The increase in the number of services in the power distribution grid leads to a massive increase in task data. Power distribution internet of things (PDIoT) is the specific application of internet of things (IoT) in the power distribution grid. By deploying a large number of PDIoT devices, the voltage, active power, reactive power, and harmonic parameters are collected to support distribution grid services such as fault identification and status detection. Therefore, PDIoT utilizes massive devices to collect and offload tasks to the edge server through 5G network for real-time data processing. However, how to dynamically select edge servers and channels to meet the energy-efficient and low-latency task offloading requirements of PDIoT devices still faces several technical challenges such as task offloading decisions coupling among devices, unobtainable global state information, as well as interrelation of various quality of service (QoS) metrics such as energy efficiency and delay.
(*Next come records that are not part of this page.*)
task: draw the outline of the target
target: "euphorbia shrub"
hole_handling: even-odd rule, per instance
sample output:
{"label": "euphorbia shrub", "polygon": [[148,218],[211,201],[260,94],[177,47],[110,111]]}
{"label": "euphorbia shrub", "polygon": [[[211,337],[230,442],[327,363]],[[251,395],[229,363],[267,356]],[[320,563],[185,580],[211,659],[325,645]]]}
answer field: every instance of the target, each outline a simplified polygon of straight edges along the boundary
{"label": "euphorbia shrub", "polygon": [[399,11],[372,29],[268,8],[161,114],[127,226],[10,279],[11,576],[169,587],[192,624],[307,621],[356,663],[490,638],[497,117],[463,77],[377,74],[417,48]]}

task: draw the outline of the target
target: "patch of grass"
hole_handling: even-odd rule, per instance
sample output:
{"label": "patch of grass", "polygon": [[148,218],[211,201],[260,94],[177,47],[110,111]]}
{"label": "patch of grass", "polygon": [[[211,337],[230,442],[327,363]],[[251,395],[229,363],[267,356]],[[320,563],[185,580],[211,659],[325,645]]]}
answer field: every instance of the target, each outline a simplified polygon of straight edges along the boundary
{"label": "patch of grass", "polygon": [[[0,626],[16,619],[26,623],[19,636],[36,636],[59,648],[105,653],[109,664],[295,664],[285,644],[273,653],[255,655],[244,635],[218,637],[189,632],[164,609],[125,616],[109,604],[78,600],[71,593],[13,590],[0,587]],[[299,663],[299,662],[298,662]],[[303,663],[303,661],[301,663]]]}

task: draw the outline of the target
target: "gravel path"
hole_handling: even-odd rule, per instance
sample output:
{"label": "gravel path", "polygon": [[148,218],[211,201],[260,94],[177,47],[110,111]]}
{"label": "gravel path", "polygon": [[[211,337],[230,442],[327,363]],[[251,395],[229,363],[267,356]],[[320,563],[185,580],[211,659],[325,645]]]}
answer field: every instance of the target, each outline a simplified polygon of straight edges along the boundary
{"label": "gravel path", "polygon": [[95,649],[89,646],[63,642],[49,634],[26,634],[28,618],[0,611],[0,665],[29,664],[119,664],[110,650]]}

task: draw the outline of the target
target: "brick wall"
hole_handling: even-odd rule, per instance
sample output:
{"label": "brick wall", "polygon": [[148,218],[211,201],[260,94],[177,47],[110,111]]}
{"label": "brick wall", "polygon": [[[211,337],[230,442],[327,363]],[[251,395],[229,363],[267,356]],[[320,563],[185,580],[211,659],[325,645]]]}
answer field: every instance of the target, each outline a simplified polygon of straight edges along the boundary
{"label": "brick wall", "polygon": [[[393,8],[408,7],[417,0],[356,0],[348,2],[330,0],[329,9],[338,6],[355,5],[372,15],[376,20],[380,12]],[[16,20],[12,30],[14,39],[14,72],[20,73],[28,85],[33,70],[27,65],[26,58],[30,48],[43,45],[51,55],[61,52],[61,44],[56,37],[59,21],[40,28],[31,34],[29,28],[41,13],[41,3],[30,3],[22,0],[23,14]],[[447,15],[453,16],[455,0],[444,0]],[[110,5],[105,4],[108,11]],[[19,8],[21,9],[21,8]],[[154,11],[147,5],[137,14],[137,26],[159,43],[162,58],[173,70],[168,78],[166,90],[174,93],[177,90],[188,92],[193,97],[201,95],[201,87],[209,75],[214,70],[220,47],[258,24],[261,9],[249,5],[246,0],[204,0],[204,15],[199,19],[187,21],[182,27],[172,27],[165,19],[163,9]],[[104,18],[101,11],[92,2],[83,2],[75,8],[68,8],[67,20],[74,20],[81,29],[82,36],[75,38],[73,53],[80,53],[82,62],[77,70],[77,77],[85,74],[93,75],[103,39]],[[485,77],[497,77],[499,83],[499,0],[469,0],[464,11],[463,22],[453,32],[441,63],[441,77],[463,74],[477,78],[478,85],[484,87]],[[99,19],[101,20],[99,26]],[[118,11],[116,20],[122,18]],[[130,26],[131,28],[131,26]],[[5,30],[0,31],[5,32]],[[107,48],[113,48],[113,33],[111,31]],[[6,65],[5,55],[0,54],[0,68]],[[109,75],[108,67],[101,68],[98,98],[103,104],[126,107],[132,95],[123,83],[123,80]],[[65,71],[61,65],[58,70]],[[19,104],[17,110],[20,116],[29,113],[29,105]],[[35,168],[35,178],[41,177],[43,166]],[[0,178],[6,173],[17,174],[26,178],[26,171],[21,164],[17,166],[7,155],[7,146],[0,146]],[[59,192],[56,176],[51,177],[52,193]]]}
To this end, we firstly construct a joint optimization problem to maximize the weighted difference between energy efficiency and delay of devices in PDIoT. Then, the joint optimization problem is decomposed into a large-timescale server selection problem and a small-timescale channel selection problem. Next, we propose an ML-based two-stage task offloading algorithm, where the large-timescale problem is solved by two-side matching in the first stage, and the small-timescale problem is solved by adaptive
ε
-greedy learning in the second stage. Finally, simulation results show that compared with the task offloading delay-first matching algorithm and the matching theory-based task offloading strategy, the proposed algorithm performs superior in terms of energy efficiency and delay.